The team's efforts are multiplied by a busy marketing schedule with the banks covering MTS, which are evenly divided between Russia and London, with one in Israel. Though it’s concentrated in the US, Tulgan sees MTS’ shareholder base as global.

Of the roughly 48 percent minority ownership, around 55 percent is in the US, 25 percent in the UK, 10 percent in continental Europe, and 10 percent in the rest of the world.

In June 2010 Tulgan took on the added role of acting director of corporate finance, which he says has been formative.

‘You see all aspects of placing debt, how it’s traded and the expectations of investors,’ he says. ‘We’ve been working on articulating a new financial strategy and it’s been valuable to me to have been exposed to where the money comes from and how we create value for stakeholders.’

Social media

A thriving blog and Twitter chatter, either one a risky flier for a typical public company, began as practical necessities for MTS. ‘Social media gave us a communication channel that didn’t need to be filed with the SEC or submitted through the normal disclosure process, which saves us a lot of money,’ explains the firm’s IR director Josh Tulgan.

Of course, he stipulates that nothing material to an investment decision is ever disclosed via social media. ‘Rather, it’s a way for us to get in the debate because we’re one of the most reliable sources of information,’ he says.

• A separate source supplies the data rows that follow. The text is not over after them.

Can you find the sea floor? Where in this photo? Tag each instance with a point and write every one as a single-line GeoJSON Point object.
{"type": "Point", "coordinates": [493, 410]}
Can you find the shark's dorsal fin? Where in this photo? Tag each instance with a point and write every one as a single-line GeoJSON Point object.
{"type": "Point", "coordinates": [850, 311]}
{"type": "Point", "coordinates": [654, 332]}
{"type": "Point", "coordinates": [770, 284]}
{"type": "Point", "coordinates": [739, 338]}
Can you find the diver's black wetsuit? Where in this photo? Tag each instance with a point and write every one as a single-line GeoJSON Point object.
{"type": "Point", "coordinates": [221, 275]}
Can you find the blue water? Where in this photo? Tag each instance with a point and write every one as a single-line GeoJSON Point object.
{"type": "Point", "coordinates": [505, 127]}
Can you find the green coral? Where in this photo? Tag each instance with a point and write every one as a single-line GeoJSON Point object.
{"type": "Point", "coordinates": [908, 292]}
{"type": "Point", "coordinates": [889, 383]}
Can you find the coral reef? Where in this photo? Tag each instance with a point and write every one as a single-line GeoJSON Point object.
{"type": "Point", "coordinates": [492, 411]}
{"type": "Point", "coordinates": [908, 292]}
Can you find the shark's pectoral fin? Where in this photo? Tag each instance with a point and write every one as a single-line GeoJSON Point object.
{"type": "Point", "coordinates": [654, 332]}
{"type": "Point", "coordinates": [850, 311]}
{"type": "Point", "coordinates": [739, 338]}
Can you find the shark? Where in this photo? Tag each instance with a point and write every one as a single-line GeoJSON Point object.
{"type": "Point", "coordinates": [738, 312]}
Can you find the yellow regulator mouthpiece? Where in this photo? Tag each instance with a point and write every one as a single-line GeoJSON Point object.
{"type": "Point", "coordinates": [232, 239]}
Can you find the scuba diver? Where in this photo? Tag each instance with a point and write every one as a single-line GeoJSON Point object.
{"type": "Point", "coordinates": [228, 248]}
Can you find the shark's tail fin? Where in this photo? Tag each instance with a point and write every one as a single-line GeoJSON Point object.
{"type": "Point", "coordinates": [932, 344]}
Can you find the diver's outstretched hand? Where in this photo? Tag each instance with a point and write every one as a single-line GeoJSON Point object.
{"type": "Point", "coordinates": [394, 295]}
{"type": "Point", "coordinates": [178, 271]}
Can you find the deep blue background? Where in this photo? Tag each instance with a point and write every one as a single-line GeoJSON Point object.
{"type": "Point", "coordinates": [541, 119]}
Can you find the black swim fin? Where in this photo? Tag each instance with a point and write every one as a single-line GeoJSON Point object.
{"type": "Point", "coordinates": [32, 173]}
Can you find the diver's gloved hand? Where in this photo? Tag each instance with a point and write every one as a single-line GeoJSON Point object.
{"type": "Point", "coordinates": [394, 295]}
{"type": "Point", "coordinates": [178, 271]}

First came a blog with executive interviews, presentations and even reports of customer numbers. ‘Even when we talk to analysts before our results, it gives us the safety and comfort to send them to a blog post so they can make their own inferences,’ Tulgan explains.

Twitter came more recently, and although the downside is that the audiences MTS wants to cater to the most – investors and analysts – are often barred by their own firms from accessing it, it can spur discussion with other groups. For example, earlier this year after Cisco released data-use forecasts that conflicted with MTS’ predictions, Tulgan entered into a high-profile Twitter chat about a broad range of topics.

IR professionals in other countries may cringe at Tulgan’s hell-for-leather approach, but they’d have to acknowledge he works in a different world. ‘There is a perception deficit about Russia,’ he explains. ‘It’s a vacuum, so we want to help frame the debate and drive interest. That’s why we can be a bit more aggressive.’